Gerçek mutluluk, yavaş yavaş, azar azar gelir ve bu bizim hayata bakış açımızla, çevremizle, çevremizdekilere karşı davranışımızla doğrudan doğruya ilgili ve orantılıdır. Mutluluk, birbirini tamamlayan ufak tefek şeylerin birikmesinden doğuyor.”

“Zaman akıp gidiyor ve hiçbir saat bir öncekine benzemiyor.”

“Geleceğin ne getireceğini kimse bilemezdi ve şimdi olanları düşünüp üzülmenin de hiçbir yararı yoktu.”

"Hayat bizim hepimizi aynı teknede yoğurmuş, aynı yumağa sarmıştır. Ama yine de bu olayları anlamak için o olayların içinde yaşamış olmak ve onları ruhunda duymak gerek."

“İnsanların insan olarak kalmalarıydı senin en büyük dileğin. Savaşın onları insanlıktan çıkarmamalarını, ruhlarından iyilik ve acıma duygusunu çıkarıp atmamasını istiyordun. Sen hep böyle olmaya çalıştın.”

“İyilik, yola düşen, yoldan toplanan bir şey değildir. Tesadüfen ele geçen bir şey değildir. İnsan iyiliği ancak başka insandan öğrenir.”


“Benim en büyük düşmanım savaş başlatandır.”

"Çektiğim bütün acılara, hayatın bana indirdiği korkunç darbelere rağmen bugün de bu düşüncedeyim. Ne olursa olsun, milletim yaşıyor, ben de yaşıyorum."

"Nerede olduğu değil, sağlıklı olması önemli" diye düşünüyorum.”

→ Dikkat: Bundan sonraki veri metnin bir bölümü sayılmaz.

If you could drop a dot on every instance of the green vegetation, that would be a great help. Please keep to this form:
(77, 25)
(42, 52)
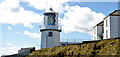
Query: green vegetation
(104, 47)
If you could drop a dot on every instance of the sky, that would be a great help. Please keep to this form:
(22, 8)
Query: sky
(20, 20)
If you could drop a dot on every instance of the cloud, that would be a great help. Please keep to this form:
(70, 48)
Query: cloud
(80, 19)
(9, 44)
(32, 35)
(76, 18)
(94, 0)
(57, 5)
(12, 13)
(9, 50)
(9, 28)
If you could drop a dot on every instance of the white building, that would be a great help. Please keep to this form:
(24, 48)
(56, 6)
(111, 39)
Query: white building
(108, 28)
(50, 34)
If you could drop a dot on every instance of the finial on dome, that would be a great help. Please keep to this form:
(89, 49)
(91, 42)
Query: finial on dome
(51, 9)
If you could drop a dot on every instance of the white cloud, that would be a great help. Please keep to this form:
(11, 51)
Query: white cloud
(80, 19)
(57, 5)
(94, 0)
(32, 35)
(17, 32)
(9, 28)
(9, 44)
(9, 50)
(12, 13)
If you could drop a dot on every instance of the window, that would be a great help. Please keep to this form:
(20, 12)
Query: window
(106, 22)
(106, 33)
(94, 30)
(50, 34)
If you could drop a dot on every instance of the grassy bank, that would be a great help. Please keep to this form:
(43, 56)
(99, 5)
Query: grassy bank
(104, 47)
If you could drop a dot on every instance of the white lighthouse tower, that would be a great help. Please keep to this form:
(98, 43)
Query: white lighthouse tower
(50, 33)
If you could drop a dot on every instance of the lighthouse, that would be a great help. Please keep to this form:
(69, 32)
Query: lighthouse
(50, 34)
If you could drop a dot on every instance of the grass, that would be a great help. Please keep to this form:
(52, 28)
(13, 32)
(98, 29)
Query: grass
(104, 47)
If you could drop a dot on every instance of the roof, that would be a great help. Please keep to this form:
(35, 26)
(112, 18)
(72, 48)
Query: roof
(100, 24)
(50, 11)
(115, 13)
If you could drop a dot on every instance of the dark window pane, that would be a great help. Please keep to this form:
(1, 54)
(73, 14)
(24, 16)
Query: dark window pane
(50, 34)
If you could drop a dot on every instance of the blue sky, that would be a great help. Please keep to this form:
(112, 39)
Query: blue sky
(20, 21)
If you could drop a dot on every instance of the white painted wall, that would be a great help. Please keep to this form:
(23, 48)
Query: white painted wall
(107, 28)
(98, 32)
(53, 26)
(51, 41)
(95, 33)
(114, 26)
(119, 26)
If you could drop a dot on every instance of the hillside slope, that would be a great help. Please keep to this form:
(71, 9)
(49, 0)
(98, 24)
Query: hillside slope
(104, 47)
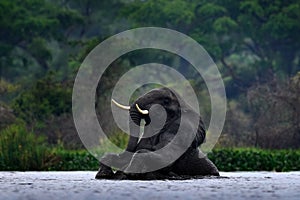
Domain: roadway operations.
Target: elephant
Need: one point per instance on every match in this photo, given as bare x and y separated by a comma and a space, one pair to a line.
165, 115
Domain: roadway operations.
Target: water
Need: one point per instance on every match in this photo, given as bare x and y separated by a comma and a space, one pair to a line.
82, 185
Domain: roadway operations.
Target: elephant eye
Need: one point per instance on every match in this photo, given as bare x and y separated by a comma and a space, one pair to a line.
167, 101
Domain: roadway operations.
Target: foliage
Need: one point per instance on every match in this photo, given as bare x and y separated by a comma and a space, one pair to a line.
47, 98
27, 29
255, 159
20, 149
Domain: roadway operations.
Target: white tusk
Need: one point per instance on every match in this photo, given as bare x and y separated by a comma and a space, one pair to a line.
144, 112
120, 105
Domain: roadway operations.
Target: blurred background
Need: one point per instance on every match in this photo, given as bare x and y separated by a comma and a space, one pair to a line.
255, 44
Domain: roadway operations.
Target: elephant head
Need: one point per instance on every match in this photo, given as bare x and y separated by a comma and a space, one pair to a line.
162, 110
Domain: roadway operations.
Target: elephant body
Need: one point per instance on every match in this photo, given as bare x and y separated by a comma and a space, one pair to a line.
191, 162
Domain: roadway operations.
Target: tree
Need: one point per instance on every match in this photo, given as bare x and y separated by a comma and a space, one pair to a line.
26, 30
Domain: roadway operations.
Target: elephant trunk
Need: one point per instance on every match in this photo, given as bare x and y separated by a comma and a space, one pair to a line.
134, 126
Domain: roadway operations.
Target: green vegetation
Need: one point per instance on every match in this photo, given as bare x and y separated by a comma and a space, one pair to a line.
255, 44
21, 150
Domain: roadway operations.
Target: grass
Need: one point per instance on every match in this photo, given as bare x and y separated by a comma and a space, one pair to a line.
21, 150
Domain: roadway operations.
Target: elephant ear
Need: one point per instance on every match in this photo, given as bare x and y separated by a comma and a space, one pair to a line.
192, 118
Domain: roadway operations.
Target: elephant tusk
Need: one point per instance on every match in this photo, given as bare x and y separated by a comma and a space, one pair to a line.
144, 112
120, 105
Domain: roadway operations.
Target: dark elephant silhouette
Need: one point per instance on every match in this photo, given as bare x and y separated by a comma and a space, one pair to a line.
161, 129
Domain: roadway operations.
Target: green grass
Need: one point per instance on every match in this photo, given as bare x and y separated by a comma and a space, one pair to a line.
21, 150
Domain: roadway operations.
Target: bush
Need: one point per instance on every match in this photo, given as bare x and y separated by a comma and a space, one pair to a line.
20, 149
250, 159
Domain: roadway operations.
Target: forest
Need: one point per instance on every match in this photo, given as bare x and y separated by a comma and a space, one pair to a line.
255, 44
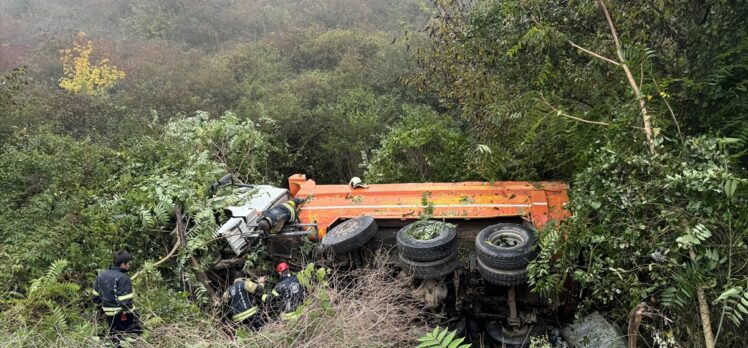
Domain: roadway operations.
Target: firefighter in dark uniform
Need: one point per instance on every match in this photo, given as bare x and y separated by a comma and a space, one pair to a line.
289, 292
241, 297
113, 290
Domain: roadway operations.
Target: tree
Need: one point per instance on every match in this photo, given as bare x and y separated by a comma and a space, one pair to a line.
82, 75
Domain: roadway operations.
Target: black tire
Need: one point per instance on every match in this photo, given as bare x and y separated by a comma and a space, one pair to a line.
502, 277
496, 333
506, 246
437, 248
350, 234
430, 269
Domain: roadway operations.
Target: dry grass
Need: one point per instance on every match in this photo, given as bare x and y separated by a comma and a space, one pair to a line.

"Bir insanın kaderi, dağdaki patika gibidir: Bazen çıkar, bazen iner, bazen de dibi görünmeyen bir uçurumun başına gelip durur. İnsan tek başına böyle bir yolda ilerleyemez ama birleşenler, birbirlerine omuz verenler her engeli aşarlar."

“Ey Güneş, bak, bu benim karımdır! Ne kadar güzel değil mi? Yüzgörümlüğü olsun diye ışınlarını gönder, sıcaklığını, aydınlığını ver!”

“İnsanın eli ayağı tutuyorsa, sağlığı yerindeyse, çalışmaktan daha iyi ne vardır onun için?”

 

“Can dostları böyledir işte, birbirlerinin düşüncelerini tek sözden, ufak bir imadan hemen anlarlar.”

“Gerçek mutluluk yaz yağmuru gibi birdenbire boşanmaz insanın başına. Davranışımıza, çevremizdeki insanlarla ilişkilerimize her gün azar azar çekidüzen vererek eksiklerimizi tamamlarız. Yavaş yavaş biriken bir şeydir mutluluk.”

“İnsanın canı çıkmadıkça umudu da yok olmazmış.”

“Öyleyse, dünyada oğlunu böylesine bekleyen son ana ben olayım. Bundan böyle hiçbir ana oğlu yerine soğuk raylara sarılmasın.”